Nothing’s coming in through this, that’s for damn sure.

“I could sleep for a week,” Lark says dramatically, flopping her pack down beside me.

“Even with all these dead bodies around?” Mereden asks.

“Even with.”

“Not me. I’m going to have nightmares about Magpie and Barnabus and rats,” Gwenna states as she slides down to the floor across from us. Kipp nods, still petting his shell fragment.

“Magpie and Barnabus and rats? Aren’t they all the same thing?” Mereden jokes. We groan, and she smiles with fatigue, looking over at Lark. “Sorry.”

Lark waves a hand. “She’s dead to me after this.”
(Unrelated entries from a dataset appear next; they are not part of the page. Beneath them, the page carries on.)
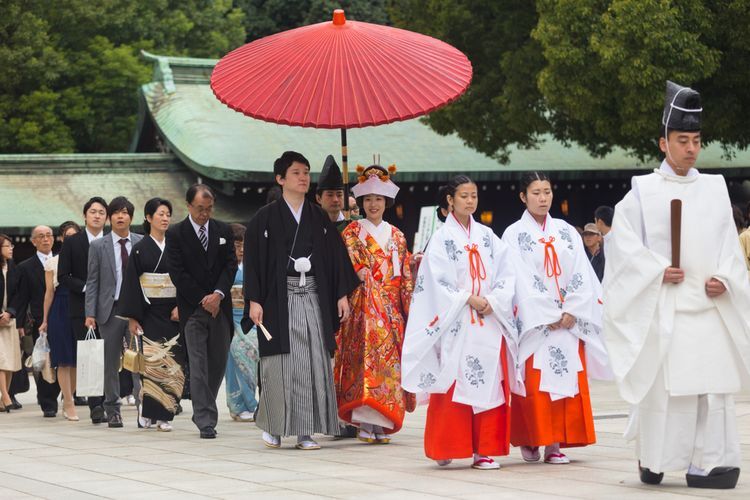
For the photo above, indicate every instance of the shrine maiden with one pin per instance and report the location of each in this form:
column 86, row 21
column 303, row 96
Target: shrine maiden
column 554, row 409
column 462, row 333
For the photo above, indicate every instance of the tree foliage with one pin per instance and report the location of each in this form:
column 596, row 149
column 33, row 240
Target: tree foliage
column 72, row 67
column 588, row 71
column 266, row 17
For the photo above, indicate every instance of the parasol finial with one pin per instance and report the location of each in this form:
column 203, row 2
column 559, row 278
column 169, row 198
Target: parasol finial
column 339, row 18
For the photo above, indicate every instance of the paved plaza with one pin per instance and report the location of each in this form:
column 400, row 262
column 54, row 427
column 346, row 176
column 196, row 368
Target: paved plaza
column 53, row 458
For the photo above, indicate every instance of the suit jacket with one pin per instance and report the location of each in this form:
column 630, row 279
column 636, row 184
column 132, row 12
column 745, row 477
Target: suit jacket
column 29, row 295
column 197, row 272
column 72, row 269
column 101, row 279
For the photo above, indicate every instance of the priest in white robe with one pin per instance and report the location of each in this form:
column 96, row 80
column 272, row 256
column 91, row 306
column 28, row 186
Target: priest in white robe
column 679, row 336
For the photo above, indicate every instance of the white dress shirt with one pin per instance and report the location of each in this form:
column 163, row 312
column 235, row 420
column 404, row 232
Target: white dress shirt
column 197, row 228
column 118, row 259
column 43, row 257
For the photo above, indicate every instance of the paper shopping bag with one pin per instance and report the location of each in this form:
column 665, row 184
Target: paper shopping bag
column 90, row 366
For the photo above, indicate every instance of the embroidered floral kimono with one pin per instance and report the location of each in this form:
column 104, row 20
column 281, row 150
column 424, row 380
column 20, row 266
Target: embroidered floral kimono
column 446, row 341
column 556, row 360
column 368, row 360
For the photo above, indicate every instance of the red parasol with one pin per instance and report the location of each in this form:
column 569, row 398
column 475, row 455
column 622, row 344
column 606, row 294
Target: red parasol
column 341, row 74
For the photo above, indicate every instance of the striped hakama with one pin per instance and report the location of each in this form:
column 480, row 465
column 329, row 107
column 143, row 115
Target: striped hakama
column 297, row 396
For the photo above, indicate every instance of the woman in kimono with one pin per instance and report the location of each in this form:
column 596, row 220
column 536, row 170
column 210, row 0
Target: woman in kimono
column 242, row 363
column 148, row 300
column 56, row 324
column 553, row 408
column 10, row 351
column 462, row 332
column 368, row 360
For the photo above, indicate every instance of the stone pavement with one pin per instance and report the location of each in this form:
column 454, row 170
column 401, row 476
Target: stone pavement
column 53, row 458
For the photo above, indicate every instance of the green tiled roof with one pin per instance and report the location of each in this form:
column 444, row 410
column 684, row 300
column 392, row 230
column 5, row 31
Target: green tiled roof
column 225, row 145
column 50, row 189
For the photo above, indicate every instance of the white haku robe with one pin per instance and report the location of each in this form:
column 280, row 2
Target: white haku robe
column 556, row 351
column 441, row 344
column 676, row 353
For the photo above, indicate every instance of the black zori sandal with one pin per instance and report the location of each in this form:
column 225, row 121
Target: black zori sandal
column 720, row 478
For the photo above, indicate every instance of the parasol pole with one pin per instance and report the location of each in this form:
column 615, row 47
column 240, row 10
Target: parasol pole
column 345, row 171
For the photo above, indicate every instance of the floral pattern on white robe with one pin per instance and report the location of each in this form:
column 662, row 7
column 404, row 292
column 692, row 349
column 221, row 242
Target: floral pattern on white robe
column 561, row 271
column 445, row 341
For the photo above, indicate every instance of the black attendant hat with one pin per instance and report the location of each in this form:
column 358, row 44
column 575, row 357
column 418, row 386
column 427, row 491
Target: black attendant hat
column 330, row 176
column 682, row 109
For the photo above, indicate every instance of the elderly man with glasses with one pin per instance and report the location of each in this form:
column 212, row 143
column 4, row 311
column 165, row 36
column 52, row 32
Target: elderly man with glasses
column 28, row 308
column 202, row 265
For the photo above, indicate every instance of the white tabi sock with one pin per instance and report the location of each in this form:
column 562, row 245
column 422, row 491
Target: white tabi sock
column 696, row 471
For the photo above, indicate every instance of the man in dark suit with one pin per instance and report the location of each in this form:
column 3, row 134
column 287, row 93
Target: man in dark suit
column 28, row 301
column 108, row 259
column 202, row 265
column 72, row 270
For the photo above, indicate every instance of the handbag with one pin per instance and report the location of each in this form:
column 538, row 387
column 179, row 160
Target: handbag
column 132, row 359
column 27, row 344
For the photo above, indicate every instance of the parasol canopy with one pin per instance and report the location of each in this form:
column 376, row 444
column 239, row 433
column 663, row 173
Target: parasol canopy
column 341, row 74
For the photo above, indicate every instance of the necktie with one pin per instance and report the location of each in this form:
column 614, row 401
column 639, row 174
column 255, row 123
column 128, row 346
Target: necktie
column 202, row 236
column 123, row 254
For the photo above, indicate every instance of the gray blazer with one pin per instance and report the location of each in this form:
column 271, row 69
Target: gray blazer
column 101, row 282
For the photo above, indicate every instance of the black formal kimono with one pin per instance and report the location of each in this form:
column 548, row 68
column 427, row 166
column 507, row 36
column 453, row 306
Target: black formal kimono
column 297, row 396
column 268, row 243
column 28, row 307
column 163, row 347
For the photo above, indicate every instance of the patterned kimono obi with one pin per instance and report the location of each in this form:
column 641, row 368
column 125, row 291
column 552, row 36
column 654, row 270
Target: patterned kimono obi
column 446, row 341
column 157, row 286
column 238, row 299
column 560, row 270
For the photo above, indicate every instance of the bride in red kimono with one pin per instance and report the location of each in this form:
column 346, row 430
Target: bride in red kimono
column 368, row 360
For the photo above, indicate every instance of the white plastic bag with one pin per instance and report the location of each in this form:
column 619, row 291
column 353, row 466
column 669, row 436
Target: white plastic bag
column 90, row 365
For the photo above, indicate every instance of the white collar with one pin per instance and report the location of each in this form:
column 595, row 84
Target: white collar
column 91, row 237
column 116, row 239
column 160, row 244
column 381, row 233
column 452, row 221
column 197, row 226
column 297, row 214
column 543, row 228
column 42, row 257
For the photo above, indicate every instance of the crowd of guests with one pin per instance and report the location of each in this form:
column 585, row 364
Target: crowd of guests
column 264, row 308
column 321, row 321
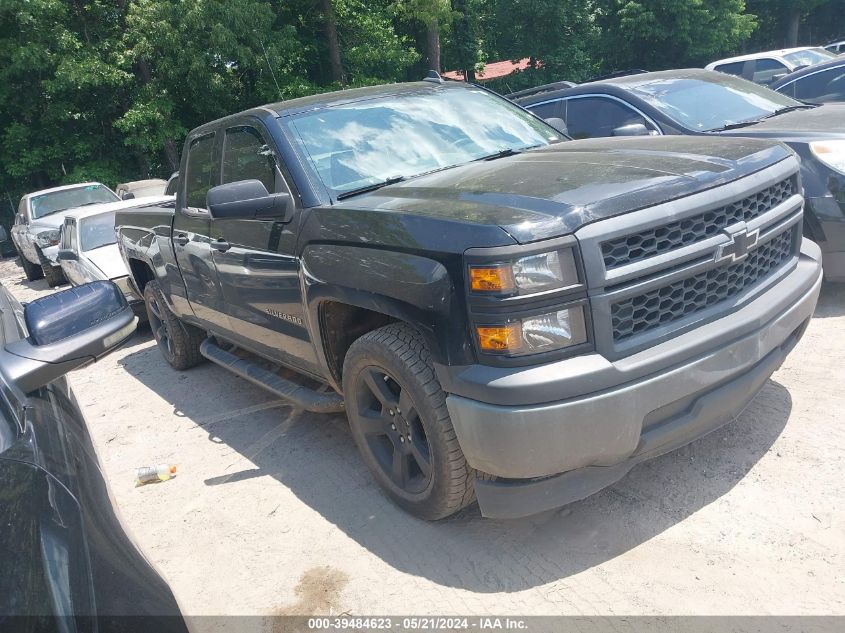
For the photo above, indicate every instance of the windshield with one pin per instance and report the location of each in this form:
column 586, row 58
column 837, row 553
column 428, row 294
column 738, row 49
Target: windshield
column 367, row 142
column 712, row 103
column 48, row 203
column 96, row 231
column 808, row 57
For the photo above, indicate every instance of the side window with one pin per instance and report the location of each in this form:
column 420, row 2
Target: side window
column 247, row 157
column 592, row 117
column 70, row 235
column 547, row 110
column 767, row 70
column 200, row 173
column 822, row 87
column 733, row 68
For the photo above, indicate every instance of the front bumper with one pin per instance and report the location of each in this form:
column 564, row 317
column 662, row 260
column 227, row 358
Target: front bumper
column 829, row 214
column 50, row 254
column 550, row 454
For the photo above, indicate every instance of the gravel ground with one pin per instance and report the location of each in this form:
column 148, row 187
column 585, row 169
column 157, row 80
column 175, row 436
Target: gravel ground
column 272, row 511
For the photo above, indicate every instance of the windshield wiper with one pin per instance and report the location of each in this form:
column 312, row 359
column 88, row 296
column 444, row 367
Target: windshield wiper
column 733, row 126
column 368, row 188
column 803, row 106
column 504, row 153
column 784, row 110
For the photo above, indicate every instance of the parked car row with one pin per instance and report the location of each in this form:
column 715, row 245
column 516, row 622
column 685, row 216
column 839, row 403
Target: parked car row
column 464, row 293
column 706, row 105
column 66, row 234
column 504, row 314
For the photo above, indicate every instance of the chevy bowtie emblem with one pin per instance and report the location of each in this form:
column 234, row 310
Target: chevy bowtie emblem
column 742, row 241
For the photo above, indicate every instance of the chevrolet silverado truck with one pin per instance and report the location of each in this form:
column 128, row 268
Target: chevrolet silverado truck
column 503, row 314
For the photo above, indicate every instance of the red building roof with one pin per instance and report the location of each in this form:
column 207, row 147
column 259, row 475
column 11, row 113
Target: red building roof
column 493, row 70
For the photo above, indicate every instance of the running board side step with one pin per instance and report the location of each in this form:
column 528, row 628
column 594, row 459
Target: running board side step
column 300, row 396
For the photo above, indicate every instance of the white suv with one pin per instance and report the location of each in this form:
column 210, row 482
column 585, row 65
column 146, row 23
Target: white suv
column 39, row 220
column 769, row 66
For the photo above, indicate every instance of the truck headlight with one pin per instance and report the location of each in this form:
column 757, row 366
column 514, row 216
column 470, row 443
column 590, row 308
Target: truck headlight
column 526, row 275
column 47, row 238
column 831, row 153
column 535, row 334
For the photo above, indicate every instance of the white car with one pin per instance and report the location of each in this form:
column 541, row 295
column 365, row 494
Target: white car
column 766, row 67
column 39, row 218
column 88, row 250
column 837, row 48
column 141, row 188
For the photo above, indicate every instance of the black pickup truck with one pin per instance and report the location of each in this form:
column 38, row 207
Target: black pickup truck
column 502, row 313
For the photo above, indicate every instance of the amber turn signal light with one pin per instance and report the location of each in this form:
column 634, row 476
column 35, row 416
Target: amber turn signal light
column 500, row 338
column 491, row 279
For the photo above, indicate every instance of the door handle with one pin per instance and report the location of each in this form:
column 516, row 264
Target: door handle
column 221, row 245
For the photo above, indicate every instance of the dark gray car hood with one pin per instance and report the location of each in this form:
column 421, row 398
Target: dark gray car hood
column 555, row 190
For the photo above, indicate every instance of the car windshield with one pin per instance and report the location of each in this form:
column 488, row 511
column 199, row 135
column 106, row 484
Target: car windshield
column 96, row 231
column 809, row 57
column 706, row 104
column 371, row 141
column 48, row 203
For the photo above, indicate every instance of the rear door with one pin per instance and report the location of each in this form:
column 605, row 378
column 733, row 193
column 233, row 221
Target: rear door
column 192, row 232
column 258, row 267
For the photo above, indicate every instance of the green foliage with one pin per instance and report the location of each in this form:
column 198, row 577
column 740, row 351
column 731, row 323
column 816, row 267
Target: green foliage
column 657, row 34
column 107, row 89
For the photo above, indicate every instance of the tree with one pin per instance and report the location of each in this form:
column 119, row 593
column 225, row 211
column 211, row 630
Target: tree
column 435, row 16
column 656, row 34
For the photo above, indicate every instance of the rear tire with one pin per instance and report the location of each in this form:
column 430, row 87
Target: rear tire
column 178, row 342
column 33, row 272
column 397, row 413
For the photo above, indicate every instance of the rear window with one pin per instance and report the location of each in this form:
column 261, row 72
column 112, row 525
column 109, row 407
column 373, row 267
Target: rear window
column 200, row 174
column 734, row 68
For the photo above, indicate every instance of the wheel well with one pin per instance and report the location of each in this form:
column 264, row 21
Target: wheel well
column 341, row 325
column 141, row 273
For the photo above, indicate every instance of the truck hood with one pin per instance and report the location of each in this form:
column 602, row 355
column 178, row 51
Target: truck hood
column 107, row 259
column 555, row 190
column 822, row 122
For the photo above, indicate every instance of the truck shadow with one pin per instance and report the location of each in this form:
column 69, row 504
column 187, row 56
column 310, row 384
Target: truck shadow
column 831, row 301
column 315, row 458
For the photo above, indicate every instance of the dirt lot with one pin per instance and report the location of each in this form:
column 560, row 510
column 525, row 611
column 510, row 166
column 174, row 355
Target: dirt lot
column 273, row 512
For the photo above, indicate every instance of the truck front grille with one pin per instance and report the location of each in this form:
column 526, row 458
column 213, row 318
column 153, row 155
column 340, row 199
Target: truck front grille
column 659, row 272
column 636, row 247
column 665, row 304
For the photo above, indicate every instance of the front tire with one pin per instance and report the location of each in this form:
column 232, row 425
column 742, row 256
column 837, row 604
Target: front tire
column 397, row 413
column 33, row 272
column 178, row 342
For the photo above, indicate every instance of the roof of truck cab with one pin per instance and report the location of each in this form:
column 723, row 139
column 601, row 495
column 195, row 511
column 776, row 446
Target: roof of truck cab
column 775, row 53
column 339, row 97
column 120, row 205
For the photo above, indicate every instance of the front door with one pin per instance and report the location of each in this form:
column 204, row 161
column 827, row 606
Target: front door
column 192, row 234
column 258, row 269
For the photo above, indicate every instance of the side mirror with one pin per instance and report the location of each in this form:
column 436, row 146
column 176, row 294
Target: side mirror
column 248, row 199
column 634, row 129
column 67, row 330
column 558, row 124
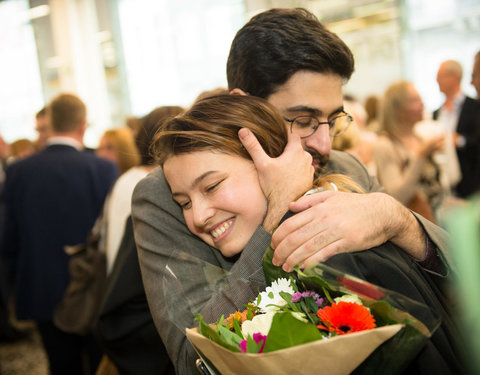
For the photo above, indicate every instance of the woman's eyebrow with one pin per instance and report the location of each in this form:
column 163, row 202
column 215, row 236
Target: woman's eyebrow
column 195, row 182
column 314, row 111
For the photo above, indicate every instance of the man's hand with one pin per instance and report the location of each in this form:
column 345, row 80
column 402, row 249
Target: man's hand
column 283, row 179
column 330, row 223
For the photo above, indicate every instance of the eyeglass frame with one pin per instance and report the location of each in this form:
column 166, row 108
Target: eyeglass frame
column 330, row 123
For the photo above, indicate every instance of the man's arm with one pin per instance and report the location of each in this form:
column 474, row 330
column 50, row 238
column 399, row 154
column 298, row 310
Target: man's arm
column 329, row 223
column 172, row 261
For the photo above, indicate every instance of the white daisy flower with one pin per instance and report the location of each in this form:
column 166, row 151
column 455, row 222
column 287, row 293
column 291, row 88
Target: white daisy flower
column 271, row 295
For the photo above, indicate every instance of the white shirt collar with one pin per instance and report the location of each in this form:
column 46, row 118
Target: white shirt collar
column 67, row 141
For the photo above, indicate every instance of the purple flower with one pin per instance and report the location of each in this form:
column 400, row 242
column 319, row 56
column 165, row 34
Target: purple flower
column 243, row 346
column 296, row 297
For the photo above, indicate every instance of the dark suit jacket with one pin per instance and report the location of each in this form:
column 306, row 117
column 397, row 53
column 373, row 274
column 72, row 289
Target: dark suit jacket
column 125, row 327
column 52, row 199
column 468, row 155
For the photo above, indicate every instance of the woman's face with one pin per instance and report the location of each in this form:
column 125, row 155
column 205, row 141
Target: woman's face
column 220, row 196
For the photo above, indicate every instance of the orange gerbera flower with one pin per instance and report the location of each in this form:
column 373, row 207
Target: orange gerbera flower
column 345, row 317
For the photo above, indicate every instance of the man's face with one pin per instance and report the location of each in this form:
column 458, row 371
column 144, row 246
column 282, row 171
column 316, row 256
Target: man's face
column 476, row 76
column 314, row 94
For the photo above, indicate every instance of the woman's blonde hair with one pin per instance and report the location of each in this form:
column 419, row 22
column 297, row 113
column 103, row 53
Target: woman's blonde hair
column 213, row 124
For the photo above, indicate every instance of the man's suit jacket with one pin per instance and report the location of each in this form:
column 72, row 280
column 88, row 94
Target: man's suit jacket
column 174, row 261
column 52, row 200
column 125, row 327
column 469, row 154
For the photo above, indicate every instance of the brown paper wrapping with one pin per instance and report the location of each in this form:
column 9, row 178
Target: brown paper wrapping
column 334, row 356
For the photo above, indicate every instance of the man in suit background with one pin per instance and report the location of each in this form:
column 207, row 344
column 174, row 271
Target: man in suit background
column 460, row 115
column 476, row 74
column 52, row 199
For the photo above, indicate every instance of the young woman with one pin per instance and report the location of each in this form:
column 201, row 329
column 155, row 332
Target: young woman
column 215, row 183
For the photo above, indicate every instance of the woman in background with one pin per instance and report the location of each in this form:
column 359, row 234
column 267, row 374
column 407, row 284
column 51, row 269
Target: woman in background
column 118, row 145
column 405, row 165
It’s easy to say such things when you’re in a bad place and hurting, but something tells me that Lark will have a harder time detangling herself from her aunt’s influence, especially if Magpie remains our teacher. Just the thought makes me want to burst into hysterical laughter. To think I’d counted myself lucky—lucky!—that the famous Magpie was going to be teaching us.

I should have run for the hills.

Gwenna comes to sit next to me. “You all right, Aspeth?”

Her kind words make me shrug. I genuinely don’t know if I am or not. Of all of us, I’d thought I had the most to gain or lose—but it’s all the same when you’re about to die, isn’t it? The door shakes again, but it’s clear nothing is coming through, not with the heavy slab parked against it and us leaning on it. The ratlings aren’t leaving.

Well, neither are we. There’s nowhere for our Five to go.

But Gwenna wants a better answer than a shrug. I can tell by her expression. “Just thinking about Hawk. If he finds us, he’s going to be really, really mad.”

“At us or at Magpie?”

“Both.” I imagine his furious expression, his eyes narrowed and his nostrils flared, and instead of making me worry, I feel a bolt of longing so intense it hurts. I miss him. I wish he were here. Hells, I wish I were at his side instead of down here in the catacombs.

I’ve failed in my end of the bargain, too. I’d promised him I’d be his wife and partner through the Conquest Moon’s grasp and instead ran away into the Everbelow only to get trapped. He won’t have anyone for his Conquest Moon. He’ll think I’ve betrayed him, that I haven’t held up my part of our deal.

Poor Hawk will have to rely on sex workers. I picture him in the alley, women crawling all over him and begging for him to touch them, and something deep inside me dies.